« Je le préfère à un chapon, je le trouve beaucoup plus tendre et agréable en bouche. » Comme chaque année avant les fêtes, Nolwenn a fait un détour par les Halles Centrales de la capitale bretonne pour commander un poulet coucou de Rennes qu’elle accompagnera de « pommes de terre, châtaignes et potiron ». Sur les tables de Noël, les volailles fermières occuperont encore une bonne place aux côtés des fruits de mer. Au choix dinde, pintade ou chapon, tandis que les plus fins gourmets se tourneront vers le poulet de Bresse, souvent considéré comme « la Rolls-Royce de la volaille ».
Mais une autre race, plus confidentielle, pourrait également prétendre à ce titre honorifique en la personne du coucou rennais. Une poule au drôle de nom, en référence à son joli plumage gris barré de blanc, qui rappelle celui du coucou gris, qui comme son nom l’indique est originaire de Bretagne. Dès la fin du XIXème siècle, on les retrouve dans toutes les exploitations agricoles de la région et particulièrement dans le bassin rennais. Poule assez sauvage, fougueuse et résistante au froid et à la pluie, elle fut sacrée « meilleure race française » en 1903 au Concours Général Agricole avant son agrément officiel en 1914.
Une poule appréciée des chefs étoilés
Un âge d’or qui dura jusqu’au milieu du XXe siècle avant de connaître son lent déclin après la guerre. « Cela ne correspondait plus aux critères de l’agro-industrie où il fallait produire vite et en quantité », souligne Olivier Renault, éleveur à Louvigné-de-Bais, non loin de Vitré (Ille-et-Vilaine). La race est quasiment éteinte, l’Écomusée du pays de Rennes parvient encore à retrouver les traces de quelques spécimens avant de se lancer dans une mission de sauvetage. Paul Renault, le père d’Olivier, fait également déguster le poulet à une partie de sa clientèle restauratrice, dont de grands chefs comme Pierre Gagnaire, Olivier Rœllinger ou Alain Passard.

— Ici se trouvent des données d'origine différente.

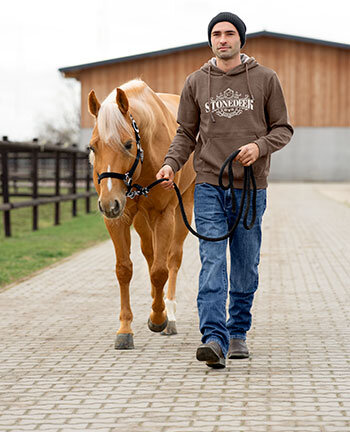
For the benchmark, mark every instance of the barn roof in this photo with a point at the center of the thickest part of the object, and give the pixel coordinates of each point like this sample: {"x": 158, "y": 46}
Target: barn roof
{"x": 263, "y": 33}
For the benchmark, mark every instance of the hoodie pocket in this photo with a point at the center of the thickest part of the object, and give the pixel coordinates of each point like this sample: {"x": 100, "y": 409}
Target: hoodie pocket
{"x": 216, "y": 150}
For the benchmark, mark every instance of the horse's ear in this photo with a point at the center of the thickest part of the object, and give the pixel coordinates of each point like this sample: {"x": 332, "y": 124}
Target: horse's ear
{"x": 122, "y": 101}
{"x": 93, "y": 103}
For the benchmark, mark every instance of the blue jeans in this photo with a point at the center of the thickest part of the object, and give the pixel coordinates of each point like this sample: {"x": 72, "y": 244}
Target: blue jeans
{"x": 214, "y": 217}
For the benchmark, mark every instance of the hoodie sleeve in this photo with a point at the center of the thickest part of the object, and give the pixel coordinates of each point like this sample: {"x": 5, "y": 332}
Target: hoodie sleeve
{"x": 184, "y": 141}
{"x": 280, "y": 130}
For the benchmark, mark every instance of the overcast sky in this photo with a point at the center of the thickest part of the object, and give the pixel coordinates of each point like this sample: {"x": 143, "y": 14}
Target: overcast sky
{"x": 39, "y": 36}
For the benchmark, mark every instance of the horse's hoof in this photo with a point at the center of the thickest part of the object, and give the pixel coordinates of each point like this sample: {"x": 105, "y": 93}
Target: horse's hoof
{"x": 170, "y": 329}
{"x": 157, "y": 328}
{"x": 124, "y": 341}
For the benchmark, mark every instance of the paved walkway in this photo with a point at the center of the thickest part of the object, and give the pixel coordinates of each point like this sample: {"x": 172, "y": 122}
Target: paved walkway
{"x": 59, "y": 371}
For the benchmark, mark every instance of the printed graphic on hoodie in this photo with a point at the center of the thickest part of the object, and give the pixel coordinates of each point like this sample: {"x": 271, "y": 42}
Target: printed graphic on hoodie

« Tous les retours ont été unanimes », souligne Olivier Renault, vantant « la chair très savoureuse » au léger goût de noisette de la cocotte. Dans la foulée, une association de producteurs a été créée « pour sortir la poule du musée » et relancer une micro-industrie au cahier des charges très exigeant. « C’est un minimum de cinq mois d’élevage en extérieur, contre deux mois et demi pour un Label Rouge, avec une alimentation à base de céréales de la ferme et une finition au lactosérum », explique Olivier Renault.
Crise du Covid + guerre en Ukraine + grippe aviaire
Bien choyées, aux antipodes de leurs congénères élevées en cage, les poules coucous disposent elles aussi d’un espace d’au moins 10 m2 chacune et ne sont élevées que par petits lots de 500. « Elles n’ont pas grand chose à se plaindre en effet », sourit l’éleveur, fier d’avoir sauvé « cette race typique et ancienne qui était menacée d’extinction ».
Mais depuis quatre ans, de nouvelles menaces pèsent sur les huit éleveurs qui produisent encore ce poulet de luxe. Il y a d’abord eu la crise du Covid qui a stoppé toutes les ventes avec la fermeture des restaurants et des marchés. Puis le déclenchement de la guerre en Ukraine en 2022 qui a fait exploser le prix des céréales. Et enfin la grippe aviaire qui a fini par assommer les éleveurs, les obligeant à confiner leurs volailles.
Malgré l’aide des collectivités et la fidélité de la clientèle, l’association des producteurs de coucous ressort de ce laveur avec une dette de 50 000 euros que ses adhérents peinent à rembourser. D’où le cri, ou plutôt le rire d’alarme, de ces éleveurs qui ont lancé une cagnotte en ligne pour les aider à « sauvegarder ce patrimoine génétique et le transmettre aux générations futures ».